Practical Application: Stratifying Inoculation Trial Access
Consider a tomato breeding cycle with 620 F3 families, each represented by a few plants from which leaf tissue is collected for genotyping. A Fusarium wilt race 2 inoculation trial has greenhouse capacity for 180 entries per season. The question is which 180 to prioritise.
Using our sequence predictions as a pre-screening filter, the programme eliminates lines predicted as clearly susceptible at the I-2 locus and focuses inoculation capacity on three groups: (1) lines predicted as I-2 resistant for confirmation of I-2 function in their specific genetic background, (2) lines with ambiguous or heterozygous I-2 predictions requiring phenotypic resolution, and (3) a random selection of susceptible-predicted lines as experimental controls.
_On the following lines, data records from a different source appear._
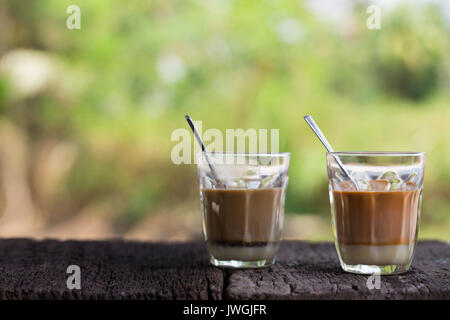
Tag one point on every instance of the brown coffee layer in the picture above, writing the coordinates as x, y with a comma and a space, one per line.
242, 215
376, 217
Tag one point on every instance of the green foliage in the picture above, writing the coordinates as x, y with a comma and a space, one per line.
237, 68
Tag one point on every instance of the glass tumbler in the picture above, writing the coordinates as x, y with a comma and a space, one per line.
242, 201
375, 209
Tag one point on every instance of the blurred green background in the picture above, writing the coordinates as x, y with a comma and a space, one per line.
86, 115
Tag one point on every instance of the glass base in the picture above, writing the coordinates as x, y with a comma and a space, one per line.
238, 264
381, 270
This approach channels inoculation resources toward lines where phenotypic information is most decision-relevant.
The reduction in inoculation trial entries achieved by this approach depends on the frequency of the I-2 allele in the breeding programme's starting material. In a programme that has been selecting on I-2 for several cycles, the clearly susceptible proportion may be low and the pre-screening value modest. In a programme introducing diverse germplasm from wild relatives or landrace sources — where resistance allele status is unknown — pre-screening is more impactful.
Input Data Requirements and Practical Minimum
Our disease resistance predictions for tomato work best with resequencing data at moderate coverage (5–10×) or high-density SNP array data covering the major resistance loci. GBS data works if the target loci are captured at sufficient depth; however, GBS enzyme cut-site distributions do not guarantee coverage at all resistance marker positions, and we advise checking marker coverage at the I, I-2, Ph-2, and Ph-3 positions explicitly before interpreting predictions for those loci.
For low-coverage or GBS data with gaps at key loci, our model flags individual locus predictions as low_coverage_uncertain rather than returning a single aggregate confidence score. We introduced this distinction after early feedback that aggregate scores masked locus-specific data quality problems.
What We Are Working on Next
The most pressing gap in our current tomato model is Tomato Yellow Leaf Curl Virus (TYLCV) resistance. The Ty gene series (Ty-1 through Ty-6) is commercially critical and the resistance alleles have reasonable haplotype characterisation in the literature. We are assembling phenotyped accession data to add TYLCV resistance as a predicted trait in our next model update. Bacterial spot resistance (Xanthomonas spp.) mediated by the Bs gene series is further behind — the genetic complexity and race diversity in European field populations makes this a harder modelling target than the fungal and oomycete resistances we have addressed first.